I was hoping some one could please give me some guidance. I have datasets that contain details of the financial performance of different groups of individuals as well as another for those not in any group. My expectation was to see a difference in the performance of those individuals in groups relative to those not in a group due to the differing levels of support they receive. I measure performance in terms of their ability to get a loan at the lowest possible rate. The data is from a peer-to-peer lending site where individuals lend to other individuals through a reverse auction type process i.e. lenders bid down the rate at which they are willing to lend to the individual looking for the loan.
I have one independent variable which is grooup membership. The dependant variables are percentage of loan funded (by other individuals), the lender rate and the rate saving (i.e. difference between the max rate the individual was willing to pay and the rate at which the prosposed loan currently stands). I have also included some other variables that might influence the result i.e. group type (i.e. whether the group is open or invite only) and individual credit rating.
For anyone interested I have attached a summary of the datasets. My problem is that it is many years since I studied mathematics and I'm struggling to see a way forward. I wish to confirm or reject a number of hypotheses:
P1 Borrowers that are members of groups are more likely to get funded that those that are not.
P2 Borrowers that are members of groups are more likely to secure a lower interest rate than those that are not.

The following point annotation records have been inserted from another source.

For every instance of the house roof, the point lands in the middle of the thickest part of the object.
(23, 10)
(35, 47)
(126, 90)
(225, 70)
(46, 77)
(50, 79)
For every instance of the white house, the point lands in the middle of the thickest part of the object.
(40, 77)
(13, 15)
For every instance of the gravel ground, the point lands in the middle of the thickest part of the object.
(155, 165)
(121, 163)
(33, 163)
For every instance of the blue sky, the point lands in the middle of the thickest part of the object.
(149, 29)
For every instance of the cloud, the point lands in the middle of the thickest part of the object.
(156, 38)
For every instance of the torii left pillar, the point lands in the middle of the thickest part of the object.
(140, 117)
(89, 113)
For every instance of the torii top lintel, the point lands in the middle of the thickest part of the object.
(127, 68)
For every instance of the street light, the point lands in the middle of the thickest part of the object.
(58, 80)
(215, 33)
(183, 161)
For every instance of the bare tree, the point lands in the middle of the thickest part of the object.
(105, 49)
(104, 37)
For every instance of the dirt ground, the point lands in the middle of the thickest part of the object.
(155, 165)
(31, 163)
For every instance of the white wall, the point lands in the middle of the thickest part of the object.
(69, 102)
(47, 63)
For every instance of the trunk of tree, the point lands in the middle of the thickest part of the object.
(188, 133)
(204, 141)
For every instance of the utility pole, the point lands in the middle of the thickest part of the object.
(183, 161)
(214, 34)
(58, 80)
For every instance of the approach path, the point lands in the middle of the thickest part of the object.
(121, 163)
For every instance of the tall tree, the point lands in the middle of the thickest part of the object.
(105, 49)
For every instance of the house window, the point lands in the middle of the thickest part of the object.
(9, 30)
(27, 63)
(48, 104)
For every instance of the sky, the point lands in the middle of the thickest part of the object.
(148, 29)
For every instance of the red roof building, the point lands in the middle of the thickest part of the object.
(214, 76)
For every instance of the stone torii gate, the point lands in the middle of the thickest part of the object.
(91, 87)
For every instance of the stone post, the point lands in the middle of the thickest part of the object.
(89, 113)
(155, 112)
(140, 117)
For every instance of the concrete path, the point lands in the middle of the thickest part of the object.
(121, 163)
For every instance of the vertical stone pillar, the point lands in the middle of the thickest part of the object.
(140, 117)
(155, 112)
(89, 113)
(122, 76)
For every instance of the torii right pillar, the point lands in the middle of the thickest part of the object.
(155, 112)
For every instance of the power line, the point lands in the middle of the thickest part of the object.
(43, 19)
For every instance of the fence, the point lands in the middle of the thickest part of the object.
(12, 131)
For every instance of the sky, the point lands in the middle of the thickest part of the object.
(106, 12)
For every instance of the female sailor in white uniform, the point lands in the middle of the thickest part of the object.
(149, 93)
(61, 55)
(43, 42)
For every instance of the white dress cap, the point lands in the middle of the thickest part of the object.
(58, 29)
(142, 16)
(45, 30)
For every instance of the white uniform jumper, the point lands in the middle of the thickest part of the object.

P3 Borrowers that are members of groups are more likely to secure a greater rate saving than those that are not.
While I can see some trends in the data, I'm not so sure they are statistically significant. I was considering doing a t-test between the average for the group individuals and the average for the non-group individuals. However, I recall that regression testing may also be of benefit in deciding whether or not various factors are significant in influencing the dependent variables. Any help or advice as to how I should proceed would be much appreciated.